Lha trus apa hubungannya ngobrol dengan status kota Jakarta yang menjadi juara pertama “Tweet” sedunia? Ya tentu saja hubungan ini begitu kental. Jumlah penduduk kota Jakarta merupakan jumlah penduduk terbesar di Indonesia dan menduduki ranking 4 untuk kategori kota dengan jumlah penduduk terbanyak di dunia. Bayangkan saja jika 9.373.900 orang ini pada nge-twet bareng? Udah jangan dibayangkan nanti bisa merinding kalo bisa lihat laju keluar masuknya burung yang berkicau. :p, bisa-bisa langit Jakarta berubah menjadi biru gelap karena banyaknya burung yg terbang.

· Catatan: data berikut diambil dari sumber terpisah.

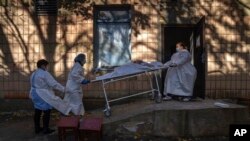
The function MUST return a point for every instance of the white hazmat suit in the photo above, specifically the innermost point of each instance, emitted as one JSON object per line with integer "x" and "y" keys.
{"x": 42, "y": 85}
{"x": 74, "y": 92}
{"x": 180, "y": 79}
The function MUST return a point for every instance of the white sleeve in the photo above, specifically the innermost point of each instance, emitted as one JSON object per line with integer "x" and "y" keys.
{"x": 53, "y": 83}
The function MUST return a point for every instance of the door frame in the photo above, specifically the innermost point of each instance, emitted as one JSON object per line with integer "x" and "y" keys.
{"x": 96, "y": 8}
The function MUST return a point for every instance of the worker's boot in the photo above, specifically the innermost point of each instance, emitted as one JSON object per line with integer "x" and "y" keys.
{"x": 37, "y": 116}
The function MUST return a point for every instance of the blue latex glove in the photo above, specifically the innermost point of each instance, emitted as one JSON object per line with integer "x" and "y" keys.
{"x": 85, "y": 81}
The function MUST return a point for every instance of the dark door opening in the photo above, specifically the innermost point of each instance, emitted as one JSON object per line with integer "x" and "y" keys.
{"x": 192, "y": 36}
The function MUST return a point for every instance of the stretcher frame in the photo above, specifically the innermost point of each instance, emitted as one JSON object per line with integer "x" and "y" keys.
{"x": 149, "y": 73}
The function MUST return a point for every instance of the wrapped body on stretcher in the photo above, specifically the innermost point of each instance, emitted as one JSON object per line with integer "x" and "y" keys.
{"x": 131, "y": 68}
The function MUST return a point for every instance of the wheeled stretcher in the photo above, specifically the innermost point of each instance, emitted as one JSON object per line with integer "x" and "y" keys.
{"x": 149, "y": 73}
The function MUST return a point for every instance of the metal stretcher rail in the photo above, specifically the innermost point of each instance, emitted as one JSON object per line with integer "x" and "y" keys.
{"x": 107, "y": 110}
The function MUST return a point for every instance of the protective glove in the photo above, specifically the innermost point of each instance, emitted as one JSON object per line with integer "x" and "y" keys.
{"x": 85, "y": 82}
{"x": 173, "y": 65}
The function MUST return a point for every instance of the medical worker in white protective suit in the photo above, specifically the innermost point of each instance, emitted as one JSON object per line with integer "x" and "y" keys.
{"x": 74, "y": 93}
{"x": 181, "y": 75}
{"x": 43, "y": 97}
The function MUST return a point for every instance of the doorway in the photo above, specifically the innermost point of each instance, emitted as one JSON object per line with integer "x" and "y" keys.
{"x": 192, "y": 35}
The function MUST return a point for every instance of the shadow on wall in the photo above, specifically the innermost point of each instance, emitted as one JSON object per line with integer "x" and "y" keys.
{"x": 230, "y": 16}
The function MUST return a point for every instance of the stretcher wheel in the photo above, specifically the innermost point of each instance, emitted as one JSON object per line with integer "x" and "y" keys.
{"x": 107, "y": 113}
{"x": 158, "y": 99}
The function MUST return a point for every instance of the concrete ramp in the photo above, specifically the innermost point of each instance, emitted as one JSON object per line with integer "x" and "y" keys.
{"x": 173, "y": 118}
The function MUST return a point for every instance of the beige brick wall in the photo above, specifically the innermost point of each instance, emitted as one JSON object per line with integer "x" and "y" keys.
{"x": 25, "y": 38}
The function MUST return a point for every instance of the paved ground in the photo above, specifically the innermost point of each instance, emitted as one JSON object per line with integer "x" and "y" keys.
{"x": 18, "y": 126}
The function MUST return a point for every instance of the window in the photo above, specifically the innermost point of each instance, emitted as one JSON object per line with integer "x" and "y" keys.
{"x": 112, "y": 35}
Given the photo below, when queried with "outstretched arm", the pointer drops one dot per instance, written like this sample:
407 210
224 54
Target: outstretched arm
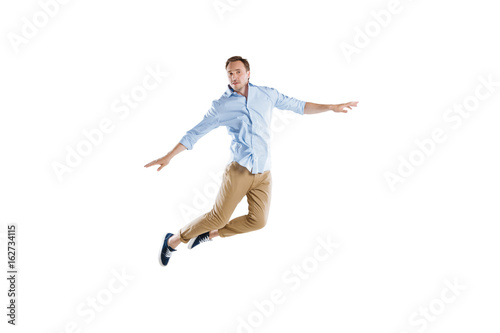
163 161
312 108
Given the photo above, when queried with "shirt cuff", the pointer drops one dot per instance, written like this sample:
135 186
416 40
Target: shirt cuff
185 142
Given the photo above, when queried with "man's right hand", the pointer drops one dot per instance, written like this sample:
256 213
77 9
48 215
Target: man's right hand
163 161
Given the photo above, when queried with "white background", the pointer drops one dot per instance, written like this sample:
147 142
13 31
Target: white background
397 247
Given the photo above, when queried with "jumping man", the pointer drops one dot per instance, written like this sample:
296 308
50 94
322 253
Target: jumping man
246 111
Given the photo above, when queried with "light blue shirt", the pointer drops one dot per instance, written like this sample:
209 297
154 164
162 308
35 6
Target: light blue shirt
248 122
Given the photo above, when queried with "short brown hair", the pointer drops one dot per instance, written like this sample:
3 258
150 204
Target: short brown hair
238 58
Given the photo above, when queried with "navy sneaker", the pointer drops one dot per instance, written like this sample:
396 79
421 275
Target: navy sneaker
203 238
166 251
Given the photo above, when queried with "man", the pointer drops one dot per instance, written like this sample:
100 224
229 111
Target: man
246 110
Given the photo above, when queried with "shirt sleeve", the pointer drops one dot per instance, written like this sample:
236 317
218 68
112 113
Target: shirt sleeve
284 102
209 122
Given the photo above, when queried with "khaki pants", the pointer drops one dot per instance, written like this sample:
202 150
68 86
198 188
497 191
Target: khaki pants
237 182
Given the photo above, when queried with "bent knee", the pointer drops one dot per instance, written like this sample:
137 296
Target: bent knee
258 222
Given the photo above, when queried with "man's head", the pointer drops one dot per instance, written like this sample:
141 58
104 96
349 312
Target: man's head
238 72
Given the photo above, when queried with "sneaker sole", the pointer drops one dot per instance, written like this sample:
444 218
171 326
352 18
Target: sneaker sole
161 248
191 242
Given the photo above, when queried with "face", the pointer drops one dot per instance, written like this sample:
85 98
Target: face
237 75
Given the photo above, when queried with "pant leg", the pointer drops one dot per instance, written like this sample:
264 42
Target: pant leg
236 182
259 201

Kita gak usah pakai semua jumlah penduduk coz “twitter” biasanya cuma digunakan oleh masyarakat yang umurnya antara 13tahun-55 tahun. Pada usia tersebutlah frekwensi untuk bercerita, ngobrol, mencari existensi begitu besar.

Kejamnya Ibu Kota membuat mayarakat ini (masyarakat umur 13-55 yang suka nge-tweet) menumpahkan keluh kesahnya. Kita gak usah membicarakan apasih kejamnya Ibu kota. Saya rasa kalian dah pada pinter kok untuk mendeskripsikan sendiri-sendiri. Nah dalam fase inilah masyarakat Jakarta ngetweet dan ngetweet terus.

Ketika ada berita pemilihan Gubernur DKI, masyarakat Jakarta saling ngetweet. Ada info Lady gaga manggung mereka ngetweet juga. Walaupun Lady gaga gak jadi manggung mereka malah semakin kencang ngetweetnya.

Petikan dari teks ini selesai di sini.